Initially, Huh had difficulty coming up with the message of the song, but eventually decided to frame it as though she was speaking to a friend, after which she wrote the lyrics in just two hours. The track shifts between Huh's internal monologues and thoughts that she could share with a confidante. Huh considered her experience being cut from the program Produce 48 and sent back to the United States to be "the biggest blessing in disguise", as it ultimately led her to debut with girl group Le Sserafim; this inspired the title and lyrical content of the song.

Musically, "Blessing in Disguise" is a funk track with elements of disco, characterized by a prominent bassline and "lush" synths. This was a new genre for Huh, as her previous singles were primarily R&B and rock tracks, and she described it as "out of my comfort zone". The track opens with a short spoken word introduction by Huh in the form of an airport boarding call, representing her journey back from the US to Korea, before the full song begins. In terms of musical notation, the song is in the key of G major with a tempo of 115 beats per minute.

==Release and music video==
Before its official release, Huh performed "Blessing in Disguise" at the 2023 Weverse Con Festival in June 2023.

The song was released on 14 August 2023, alongside a music video featuring a montage of various video clips that Huh filmed herself.
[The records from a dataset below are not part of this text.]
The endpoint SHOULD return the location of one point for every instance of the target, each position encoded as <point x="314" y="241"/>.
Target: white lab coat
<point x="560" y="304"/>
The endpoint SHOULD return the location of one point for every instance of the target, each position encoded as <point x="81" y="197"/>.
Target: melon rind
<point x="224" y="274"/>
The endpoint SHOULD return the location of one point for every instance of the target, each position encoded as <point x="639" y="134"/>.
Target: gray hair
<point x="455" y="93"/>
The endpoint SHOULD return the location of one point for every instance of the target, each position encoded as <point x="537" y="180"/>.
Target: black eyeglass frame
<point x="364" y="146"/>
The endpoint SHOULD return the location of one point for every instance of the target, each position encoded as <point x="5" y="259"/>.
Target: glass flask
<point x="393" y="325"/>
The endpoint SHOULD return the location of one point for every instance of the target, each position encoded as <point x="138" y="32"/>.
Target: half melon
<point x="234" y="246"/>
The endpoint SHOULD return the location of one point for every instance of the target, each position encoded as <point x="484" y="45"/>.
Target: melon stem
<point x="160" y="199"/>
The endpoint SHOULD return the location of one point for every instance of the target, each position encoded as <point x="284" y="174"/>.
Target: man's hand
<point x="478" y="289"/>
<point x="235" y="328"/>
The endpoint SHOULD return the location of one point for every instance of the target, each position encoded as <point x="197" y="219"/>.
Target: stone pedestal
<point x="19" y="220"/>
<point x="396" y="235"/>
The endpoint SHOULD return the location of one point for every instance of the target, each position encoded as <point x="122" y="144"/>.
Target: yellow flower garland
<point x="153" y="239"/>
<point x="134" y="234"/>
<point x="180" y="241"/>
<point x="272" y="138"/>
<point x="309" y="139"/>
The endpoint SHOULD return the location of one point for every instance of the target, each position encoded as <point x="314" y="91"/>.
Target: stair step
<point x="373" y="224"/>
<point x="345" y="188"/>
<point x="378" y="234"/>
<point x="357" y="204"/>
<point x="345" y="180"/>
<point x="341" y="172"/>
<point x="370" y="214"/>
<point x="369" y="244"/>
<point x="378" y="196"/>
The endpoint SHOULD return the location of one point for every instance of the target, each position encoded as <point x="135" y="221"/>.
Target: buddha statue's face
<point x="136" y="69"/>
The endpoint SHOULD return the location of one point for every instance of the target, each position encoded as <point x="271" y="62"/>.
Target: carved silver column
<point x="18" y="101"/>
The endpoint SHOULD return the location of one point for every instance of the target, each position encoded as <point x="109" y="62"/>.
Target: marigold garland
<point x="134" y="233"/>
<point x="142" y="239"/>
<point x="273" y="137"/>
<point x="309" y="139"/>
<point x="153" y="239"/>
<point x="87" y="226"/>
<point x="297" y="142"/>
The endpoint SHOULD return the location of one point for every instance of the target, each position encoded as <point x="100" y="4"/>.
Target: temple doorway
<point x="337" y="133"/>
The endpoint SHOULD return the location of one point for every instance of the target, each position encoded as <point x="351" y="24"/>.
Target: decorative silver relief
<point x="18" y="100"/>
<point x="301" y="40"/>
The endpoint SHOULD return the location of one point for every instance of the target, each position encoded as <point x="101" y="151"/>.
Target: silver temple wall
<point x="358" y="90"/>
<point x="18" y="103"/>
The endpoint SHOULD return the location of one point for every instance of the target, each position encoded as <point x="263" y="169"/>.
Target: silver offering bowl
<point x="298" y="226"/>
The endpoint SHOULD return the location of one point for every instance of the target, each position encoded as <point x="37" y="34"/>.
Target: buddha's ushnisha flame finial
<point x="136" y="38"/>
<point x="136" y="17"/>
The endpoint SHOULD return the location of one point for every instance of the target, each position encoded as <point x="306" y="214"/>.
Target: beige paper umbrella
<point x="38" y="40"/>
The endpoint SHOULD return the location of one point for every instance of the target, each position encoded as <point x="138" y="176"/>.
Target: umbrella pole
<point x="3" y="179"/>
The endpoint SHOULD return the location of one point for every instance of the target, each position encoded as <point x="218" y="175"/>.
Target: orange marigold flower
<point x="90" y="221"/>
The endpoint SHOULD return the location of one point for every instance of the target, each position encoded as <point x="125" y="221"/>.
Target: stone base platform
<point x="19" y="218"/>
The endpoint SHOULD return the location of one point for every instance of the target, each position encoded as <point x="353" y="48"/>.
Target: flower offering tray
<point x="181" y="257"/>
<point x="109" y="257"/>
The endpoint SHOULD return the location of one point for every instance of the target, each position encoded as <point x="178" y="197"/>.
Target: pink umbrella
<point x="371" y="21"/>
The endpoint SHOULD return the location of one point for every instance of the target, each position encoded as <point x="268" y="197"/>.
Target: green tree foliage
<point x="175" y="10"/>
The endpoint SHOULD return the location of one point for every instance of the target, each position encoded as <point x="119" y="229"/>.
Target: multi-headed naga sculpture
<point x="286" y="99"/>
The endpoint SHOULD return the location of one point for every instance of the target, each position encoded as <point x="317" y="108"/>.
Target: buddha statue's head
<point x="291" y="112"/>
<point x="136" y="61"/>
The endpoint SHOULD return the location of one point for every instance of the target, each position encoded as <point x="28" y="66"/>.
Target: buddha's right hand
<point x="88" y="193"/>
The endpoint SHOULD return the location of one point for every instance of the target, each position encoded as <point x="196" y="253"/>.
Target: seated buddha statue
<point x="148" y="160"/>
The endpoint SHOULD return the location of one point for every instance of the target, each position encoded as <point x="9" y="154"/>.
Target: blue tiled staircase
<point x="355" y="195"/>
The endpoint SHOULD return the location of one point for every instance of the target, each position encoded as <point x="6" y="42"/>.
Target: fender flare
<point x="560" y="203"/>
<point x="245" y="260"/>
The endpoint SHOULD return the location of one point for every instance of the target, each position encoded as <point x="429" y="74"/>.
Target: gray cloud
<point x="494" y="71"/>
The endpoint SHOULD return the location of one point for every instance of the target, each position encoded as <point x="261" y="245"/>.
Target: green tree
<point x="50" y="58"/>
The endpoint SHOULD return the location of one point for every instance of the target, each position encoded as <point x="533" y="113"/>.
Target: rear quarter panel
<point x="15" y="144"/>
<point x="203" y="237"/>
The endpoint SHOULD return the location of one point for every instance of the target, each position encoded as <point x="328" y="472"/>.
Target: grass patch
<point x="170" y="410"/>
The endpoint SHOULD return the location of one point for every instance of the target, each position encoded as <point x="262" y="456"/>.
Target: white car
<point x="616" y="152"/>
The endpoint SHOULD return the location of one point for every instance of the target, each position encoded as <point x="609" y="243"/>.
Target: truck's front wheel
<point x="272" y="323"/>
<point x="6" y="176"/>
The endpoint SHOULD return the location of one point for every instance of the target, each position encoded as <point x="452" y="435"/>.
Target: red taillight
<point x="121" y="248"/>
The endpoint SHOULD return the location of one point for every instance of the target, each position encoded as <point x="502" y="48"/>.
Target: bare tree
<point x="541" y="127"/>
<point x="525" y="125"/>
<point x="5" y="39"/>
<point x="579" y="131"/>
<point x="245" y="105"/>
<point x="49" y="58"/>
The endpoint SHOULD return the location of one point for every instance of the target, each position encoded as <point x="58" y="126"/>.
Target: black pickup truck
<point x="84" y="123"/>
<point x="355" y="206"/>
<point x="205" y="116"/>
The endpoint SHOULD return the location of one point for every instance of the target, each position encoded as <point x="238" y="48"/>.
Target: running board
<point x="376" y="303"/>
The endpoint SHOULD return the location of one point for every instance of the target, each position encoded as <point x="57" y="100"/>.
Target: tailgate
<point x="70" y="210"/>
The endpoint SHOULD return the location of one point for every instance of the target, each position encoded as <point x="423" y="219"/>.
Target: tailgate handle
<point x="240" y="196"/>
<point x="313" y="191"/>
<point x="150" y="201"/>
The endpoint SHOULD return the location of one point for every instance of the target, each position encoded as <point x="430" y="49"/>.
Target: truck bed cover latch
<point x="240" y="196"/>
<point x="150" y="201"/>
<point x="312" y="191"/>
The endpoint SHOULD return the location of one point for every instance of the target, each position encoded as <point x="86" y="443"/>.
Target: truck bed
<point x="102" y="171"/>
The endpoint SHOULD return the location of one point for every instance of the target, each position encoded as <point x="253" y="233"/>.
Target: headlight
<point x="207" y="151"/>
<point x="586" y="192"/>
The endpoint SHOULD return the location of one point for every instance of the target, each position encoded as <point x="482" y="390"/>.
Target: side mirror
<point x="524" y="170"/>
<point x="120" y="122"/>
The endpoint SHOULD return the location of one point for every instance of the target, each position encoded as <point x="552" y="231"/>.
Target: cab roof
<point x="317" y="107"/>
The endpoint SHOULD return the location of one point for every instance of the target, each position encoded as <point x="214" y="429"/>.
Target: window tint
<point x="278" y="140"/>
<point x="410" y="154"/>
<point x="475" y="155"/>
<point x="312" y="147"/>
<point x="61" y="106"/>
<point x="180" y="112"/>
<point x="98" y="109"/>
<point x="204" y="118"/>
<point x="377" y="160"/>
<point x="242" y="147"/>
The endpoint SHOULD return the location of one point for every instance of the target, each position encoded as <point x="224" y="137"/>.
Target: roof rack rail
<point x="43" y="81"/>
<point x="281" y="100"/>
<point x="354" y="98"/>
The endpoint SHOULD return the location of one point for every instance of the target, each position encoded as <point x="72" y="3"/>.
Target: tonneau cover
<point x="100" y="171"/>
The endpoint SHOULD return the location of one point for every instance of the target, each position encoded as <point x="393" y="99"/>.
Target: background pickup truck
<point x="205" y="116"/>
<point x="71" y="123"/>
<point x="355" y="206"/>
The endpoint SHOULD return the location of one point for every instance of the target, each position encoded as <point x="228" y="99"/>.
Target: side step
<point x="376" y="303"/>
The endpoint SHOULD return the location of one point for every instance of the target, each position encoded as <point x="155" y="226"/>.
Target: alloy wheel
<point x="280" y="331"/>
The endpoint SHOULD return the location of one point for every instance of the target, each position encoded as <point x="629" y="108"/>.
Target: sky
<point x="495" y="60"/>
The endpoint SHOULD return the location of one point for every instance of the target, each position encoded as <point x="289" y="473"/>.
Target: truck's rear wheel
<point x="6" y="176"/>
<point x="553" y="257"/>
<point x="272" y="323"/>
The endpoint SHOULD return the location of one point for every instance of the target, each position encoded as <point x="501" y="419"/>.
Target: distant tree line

Huh was assisted in the production of the video by a director who had previously worked on other music videos for Le Sserafim's albums. She described the video as "a montage...showing you little snippets of my life", with shots including plane trips from New York City to Incheon, late-night studio sessions, and the members of Le Sserafim supporting Huh in her new career. The song was released just as the group's first concert tour, the Flame Rises Tour, was getting underway; Source Music stated they considered this to be an opportune moment for the release of the song.

==Commercial performance==
"Blessing in Disguise" did not enter the Circle Digital Chart, but peaked at number 64 on the Download Chart for week 33 of 2023.